I read the article “Repackaging mental health programmes” (Nov. 4) by Professor K.S. Jacob with special interest. I have worked as a nodal officer of a District Mental Health Programme in Kerala for three years. I agree with most of Prof. Jacob's conclusions. There is a lack of enthusiasm in the psychiatric fraternity in implementing such programmes. The community health worker / public health nurse / health inspector has neither the time nor the motivation to cooperate in promoting mental health. The newly introduced ASHA is also entrusted with maternal and child health immunisation. It would be good if field workers are dedicated specifically to mental health care in districts where the DMHP is operational. The model has worked well in Kerala, although the health workers are volunteers.

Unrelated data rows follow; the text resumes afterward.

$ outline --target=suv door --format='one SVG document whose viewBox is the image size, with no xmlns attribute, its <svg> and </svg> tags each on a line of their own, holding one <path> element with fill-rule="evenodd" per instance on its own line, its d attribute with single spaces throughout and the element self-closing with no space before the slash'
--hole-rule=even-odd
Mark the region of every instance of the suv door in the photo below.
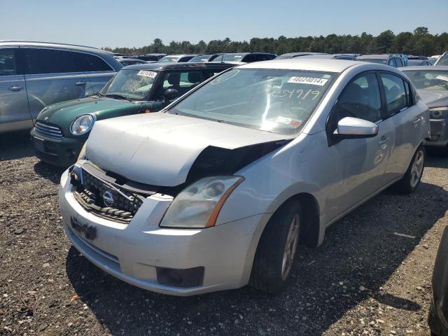
<svg viewBox="0 0 448 336">
<path fill-rule="evenodd" d="M 102 58 L 88 52 L 72 52 L 78 71 L 87 74 L 92 92 L 86 95 L 97 94 L 106 83 L 116 74 L 115 70 Z"/>
<path fill-rule="evenodd" d="M 356 76 L 344 88 L 327 122 L 330 162 L 342 179 L 328 195 L 328 209 L 336 218 L 385 186 L 384 174 L 393 146 L 393 125 L 382 120 L 380 88 L 374 72 Z M 337 122 L 354 117 L 375 122 L 378 134 L 366 139 L 337 139 Z M 333 168 L 328 167 L 332 170 Z"/>
<path fill-rule="evenodd" d="M 395 125 L 395 146 L 386 173 L 398 178 L 407 169 L 409 163 L 420 145 L 423 134 L 424 112 L 416 105 L 409 82 L 398 75 L 382 72 L 379 74 L 385 101 L 383 118 Z"/>
<path fill-rule="evenodd" d="M 83 98 L 91 92 L 89 79 L 78 71 L 71 52 L 21 48 L 26 66 L 25 81 L 31 118 L 52 104 Z"/>
<path fill-rule="evenodd" d="M 0 48 L 0 132 L 31 128 L 18 48 Z"/>
</svg>

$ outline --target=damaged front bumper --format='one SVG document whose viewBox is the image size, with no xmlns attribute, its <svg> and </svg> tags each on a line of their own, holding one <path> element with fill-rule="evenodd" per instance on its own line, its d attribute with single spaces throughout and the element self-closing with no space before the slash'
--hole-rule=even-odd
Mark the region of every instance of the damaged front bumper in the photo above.
<svg viewBox="0 0 448 336">
<path fill-rule="evenodd" d="M 77 200 L 69 171 L 61 179 L 64 228 L 92 263 L 132 285 L 186 296 L 248 284 L 258 231 L 267 220 L 257 215 L 206 229 L 159 227 L 172 201 L 147 197 L 129 223 L 102 218 Z"/>
</svg>

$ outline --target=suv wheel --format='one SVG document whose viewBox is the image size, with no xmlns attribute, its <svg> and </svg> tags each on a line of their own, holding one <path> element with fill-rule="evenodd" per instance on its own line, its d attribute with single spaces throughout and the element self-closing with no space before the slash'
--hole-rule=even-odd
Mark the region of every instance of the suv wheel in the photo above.
<svg viewBox="0 0 448 336">
<path fill-rule="evenodd" d="M 290 277 L 302 218 L 298 201 L 283 204 L 272 215 L 255 253 L 250 285 L 266 293 L 283 290 Z"/>
</svg>

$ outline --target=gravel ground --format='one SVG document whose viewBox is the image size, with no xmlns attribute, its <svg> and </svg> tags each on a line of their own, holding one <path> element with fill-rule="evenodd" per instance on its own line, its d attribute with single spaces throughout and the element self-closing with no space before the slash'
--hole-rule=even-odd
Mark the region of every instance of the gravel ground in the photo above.
<svg viewBox="0 0 448 336">
<path fill-rule="evenodd" d="M 385 191 L 300 248 L 287 291 L 192 298 L 127 285 L 71 247 L 61 169 L 27 134 L 0 136 L 0 335 L 429 335 L 430 276 L 448 223 L 448 159 L 428 158 L 409 196 Z"/>
</svg>

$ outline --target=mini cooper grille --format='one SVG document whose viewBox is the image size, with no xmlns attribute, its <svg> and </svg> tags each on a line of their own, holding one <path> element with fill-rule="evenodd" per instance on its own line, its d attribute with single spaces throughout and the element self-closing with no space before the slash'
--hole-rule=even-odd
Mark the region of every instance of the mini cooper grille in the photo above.
<svg viewBox="0 0 448 336">
<path fill-rule="evenodd" d="M 85 170 L 83 171 L 83 183 L 74 183 L 76 186 L 75 199 L 86 210 L 110 220 L 128 223 L 144 200 L 141 195 L 120 190 L 128 198 L 125 197 Z M 105 203 L 103 195 L 106 192 L 112 195 L 113 204 Z"/>
<path fill-rule="evenodd" d="M 36 133 L 38 133 L 48 138 L 62 139 L 62 131 L 56 126 L 50 126 L 41 121 L 36 121 L 34 126 Z"/>
</svg>

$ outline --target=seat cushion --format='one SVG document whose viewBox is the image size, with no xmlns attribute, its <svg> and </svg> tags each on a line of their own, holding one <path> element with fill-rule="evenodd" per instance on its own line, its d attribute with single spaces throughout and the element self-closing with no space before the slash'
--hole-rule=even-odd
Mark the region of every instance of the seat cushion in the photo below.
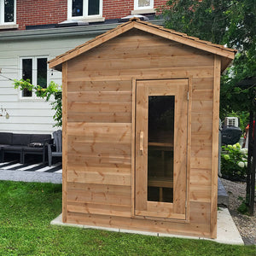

District mental health programmes are operational in all five districts of north Kerala, implemented by IMHANS, Kozhikode. Of the five programmes, two receive funds from the Central government as part of DMHP. The other three were started by IMHANS with funding from the State NRHM. All the programmes are running in a fairly successful manner. We have been able to reduce the overcrowding at the government mental hospital.

Dr. M.T. Harish,

Associate Professor of Psychiatry,

Government Medical College,

Kozhikode

Indifference towards the mentally ill is common in our society. Dr. Jacob's call for putting in place a workable, humane and effective programme to achieve the goal of mental health for all should be taken seriously.

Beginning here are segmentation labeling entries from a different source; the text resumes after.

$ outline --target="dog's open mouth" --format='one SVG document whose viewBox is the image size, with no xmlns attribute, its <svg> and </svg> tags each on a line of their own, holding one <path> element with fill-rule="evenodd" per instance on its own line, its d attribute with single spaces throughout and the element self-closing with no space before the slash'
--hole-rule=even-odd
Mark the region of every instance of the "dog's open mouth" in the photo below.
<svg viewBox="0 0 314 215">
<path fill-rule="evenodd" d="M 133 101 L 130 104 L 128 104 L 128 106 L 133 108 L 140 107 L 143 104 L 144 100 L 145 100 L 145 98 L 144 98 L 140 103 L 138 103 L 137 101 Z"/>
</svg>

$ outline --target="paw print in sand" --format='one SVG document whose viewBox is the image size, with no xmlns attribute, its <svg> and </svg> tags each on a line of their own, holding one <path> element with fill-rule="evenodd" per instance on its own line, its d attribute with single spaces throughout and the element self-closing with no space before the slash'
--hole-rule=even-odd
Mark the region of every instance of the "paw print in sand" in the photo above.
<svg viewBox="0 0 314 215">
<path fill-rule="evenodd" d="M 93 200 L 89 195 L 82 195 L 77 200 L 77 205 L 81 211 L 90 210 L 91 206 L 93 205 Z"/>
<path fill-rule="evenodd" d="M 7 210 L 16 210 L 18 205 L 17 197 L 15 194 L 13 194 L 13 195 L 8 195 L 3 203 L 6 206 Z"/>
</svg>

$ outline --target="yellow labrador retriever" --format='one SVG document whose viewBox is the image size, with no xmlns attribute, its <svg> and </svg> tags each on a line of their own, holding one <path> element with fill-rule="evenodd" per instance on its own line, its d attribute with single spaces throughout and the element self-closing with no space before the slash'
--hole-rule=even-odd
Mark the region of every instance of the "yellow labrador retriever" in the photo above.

At present, a sedative course to subdue the mentally ill or disowning them seems to be the practice. The way many of them wander in public — abandoned, ridiculed and attacked — is pathetic. Prevention and rehabilitation are of paramount importance in dealing with mental health.

S.V. Venugopalan,

Chennai

I agree with Dr. Rajamohan (Letters, Nov. 5) — that most psychiatrists rely on drugs without exploring non-medical therapies that are useful and curative in obsessive compulsive disorders, generalised anxiety disorders and reactive depression. A few of my relatives are being treated for depression with a powerful dose of drugs. I am told that they sleep most of the time. I feel distressed because they are under the illusion that they are receiving treatment.